Juuki se leva, passa un fin gilet sur son débardeur et descendit dans la cuisine avec la ferme intention de s'empiffrer de sucreries. Elle y trouva Suna, le coude posé sur la table, dévorant avec voracité, le restant du bœuf au gingembre de la veille. La jeune fille ne put réprimer un sourire amusé : comme quoi, elle n'était pas la seule à souffrir de fringale matinale !

— Tu es un vrai garde à manger sur pattes ! l'interpella-t-elle avant de s'asseoir face à lui.

L'adolescent lécha ses doigts dégouttant de graisse avec gourmandise avant de pousser le plat bien entamé vers Juuki :

— T'en veux ?

En guise de réponse, elle se saisit d'un bout de viande et l'engloutit avec avidité.

Plusieurs minutes passèrent ainsi, silencieuses, seulement rythmées par le bruit de mâchoire des deux jeunes gens. Juuki, de temps à autre, ne pouvait s'empêcher de jeter un furtif coup d'œil à son cousin : simplement vêtu d'un pantalon de cuir noir et torse nu,  Suna était à croquer !

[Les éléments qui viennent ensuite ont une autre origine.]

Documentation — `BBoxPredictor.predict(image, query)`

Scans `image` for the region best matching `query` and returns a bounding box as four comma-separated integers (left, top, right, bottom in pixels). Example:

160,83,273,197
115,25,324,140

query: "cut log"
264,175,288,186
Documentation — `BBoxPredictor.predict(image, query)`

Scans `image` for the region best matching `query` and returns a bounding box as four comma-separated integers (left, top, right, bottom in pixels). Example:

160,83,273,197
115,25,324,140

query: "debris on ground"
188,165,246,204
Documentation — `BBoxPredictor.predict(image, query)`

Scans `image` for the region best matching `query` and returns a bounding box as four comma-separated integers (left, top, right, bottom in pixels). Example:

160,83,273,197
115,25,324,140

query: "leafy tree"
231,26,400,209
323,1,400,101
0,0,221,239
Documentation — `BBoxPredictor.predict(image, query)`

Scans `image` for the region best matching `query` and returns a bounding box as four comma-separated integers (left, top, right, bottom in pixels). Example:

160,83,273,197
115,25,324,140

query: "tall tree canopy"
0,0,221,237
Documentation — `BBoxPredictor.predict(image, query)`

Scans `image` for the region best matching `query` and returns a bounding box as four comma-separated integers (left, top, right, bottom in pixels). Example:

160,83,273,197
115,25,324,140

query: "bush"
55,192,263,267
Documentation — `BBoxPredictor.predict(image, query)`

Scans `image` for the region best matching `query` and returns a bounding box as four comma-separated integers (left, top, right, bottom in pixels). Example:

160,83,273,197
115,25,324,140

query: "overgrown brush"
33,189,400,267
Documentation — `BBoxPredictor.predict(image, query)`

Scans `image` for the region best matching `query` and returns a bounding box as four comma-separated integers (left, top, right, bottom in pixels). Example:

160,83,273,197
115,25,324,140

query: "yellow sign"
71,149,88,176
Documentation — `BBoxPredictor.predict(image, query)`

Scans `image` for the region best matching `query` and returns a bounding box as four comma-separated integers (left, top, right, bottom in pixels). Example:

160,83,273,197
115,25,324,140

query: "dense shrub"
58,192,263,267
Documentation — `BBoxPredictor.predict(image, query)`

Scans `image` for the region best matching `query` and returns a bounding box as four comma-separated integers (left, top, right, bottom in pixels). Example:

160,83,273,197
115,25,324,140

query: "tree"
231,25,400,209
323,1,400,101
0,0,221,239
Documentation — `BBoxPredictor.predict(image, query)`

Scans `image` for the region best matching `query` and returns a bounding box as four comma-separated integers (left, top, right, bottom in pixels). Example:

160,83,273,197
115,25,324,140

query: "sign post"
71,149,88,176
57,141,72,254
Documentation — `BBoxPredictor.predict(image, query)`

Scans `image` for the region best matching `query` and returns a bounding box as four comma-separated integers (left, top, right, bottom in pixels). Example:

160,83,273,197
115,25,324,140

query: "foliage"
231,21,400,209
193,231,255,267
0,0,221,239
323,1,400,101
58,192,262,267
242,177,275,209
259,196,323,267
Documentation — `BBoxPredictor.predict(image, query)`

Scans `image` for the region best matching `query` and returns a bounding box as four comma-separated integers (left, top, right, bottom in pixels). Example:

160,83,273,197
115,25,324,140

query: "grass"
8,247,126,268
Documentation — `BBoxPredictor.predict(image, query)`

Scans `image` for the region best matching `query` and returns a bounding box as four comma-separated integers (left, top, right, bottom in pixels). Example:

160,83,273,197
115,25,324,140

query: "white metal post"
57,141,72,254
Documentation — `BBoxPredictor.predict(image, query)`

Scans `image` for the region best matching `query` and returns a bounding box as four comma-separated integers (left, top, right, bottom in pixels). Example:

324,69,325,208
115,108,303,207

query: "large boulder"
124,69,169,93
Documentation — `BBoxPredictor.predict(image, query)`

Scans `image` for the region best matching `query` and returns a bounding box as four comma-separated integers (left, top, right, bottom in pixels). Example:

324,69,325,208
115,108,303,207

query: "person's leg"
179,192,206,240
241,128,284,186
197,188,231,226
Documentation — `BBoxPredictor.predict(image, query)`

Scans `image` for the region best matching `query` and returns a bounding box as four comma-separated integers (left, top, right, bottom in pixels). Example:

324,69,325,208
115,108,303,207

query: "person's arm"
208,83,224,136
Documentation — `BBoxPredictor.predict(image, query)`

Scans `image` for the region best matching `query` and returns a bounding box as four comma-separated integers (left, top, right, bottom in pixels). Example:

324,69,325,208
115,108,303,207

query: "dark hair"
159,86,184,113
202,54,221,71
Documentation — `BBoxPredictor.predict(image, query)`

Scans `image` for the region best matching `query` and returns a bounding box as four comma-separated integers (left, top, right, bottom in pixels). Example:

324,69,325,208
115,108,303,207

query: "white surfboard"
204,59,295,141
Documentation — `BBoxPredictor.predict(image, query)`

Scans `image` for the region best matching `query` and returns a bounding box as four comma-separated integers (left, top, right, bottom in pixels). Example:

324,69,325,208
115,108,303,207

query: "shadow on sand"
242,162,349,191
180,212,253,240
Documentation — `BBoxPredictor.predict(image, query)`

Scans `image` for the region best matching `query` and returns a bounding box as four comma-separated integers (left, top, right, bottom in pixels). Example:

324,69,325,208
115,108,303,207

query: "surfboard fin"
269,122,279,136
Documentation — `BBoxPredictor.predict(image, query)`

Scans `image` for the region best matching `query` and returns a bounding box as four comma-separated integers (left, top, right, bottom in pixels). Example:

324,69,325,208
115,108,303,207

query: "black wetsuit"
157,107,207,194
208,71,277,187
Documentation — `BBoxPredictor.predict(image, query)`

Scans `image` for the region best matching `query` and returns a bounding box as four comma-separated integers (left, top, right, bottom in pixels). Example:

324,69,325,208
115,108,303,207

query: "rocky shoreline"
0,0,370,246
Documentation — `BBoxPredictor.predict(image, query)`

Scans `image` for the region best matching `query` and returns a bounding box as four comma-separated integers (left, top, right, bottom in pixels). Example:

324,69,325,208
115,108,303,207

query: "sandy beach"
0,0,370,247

Les joues de la jeune fille s'empourprèrent. Le grille-pain derrière Suna commençait à dégager une petite fumée grise. Elle devait se ressaisir et arrêter de reluquer son cousin comme s'il était un énorme gâteau au chocolat, fourré de fraises juteuses, saupoudré d'une montagne de chantilly et d'amandes grillées, baignant dans une mare de crème anglaise mêlée de pépites à la praline. Il n'était que Suna, son frère adoptif. Celui qu'elle avait envoyé paître un mois plus tôt ! Son Suna, son frère et rien d'autre !

— Tu sais ce que je trouve étrange Juu ? lui demanda-t-il, brisant ainsi ce silence pesant.

L'adolescente s'arracha à regret de sa tendre contemplation et releva la tête.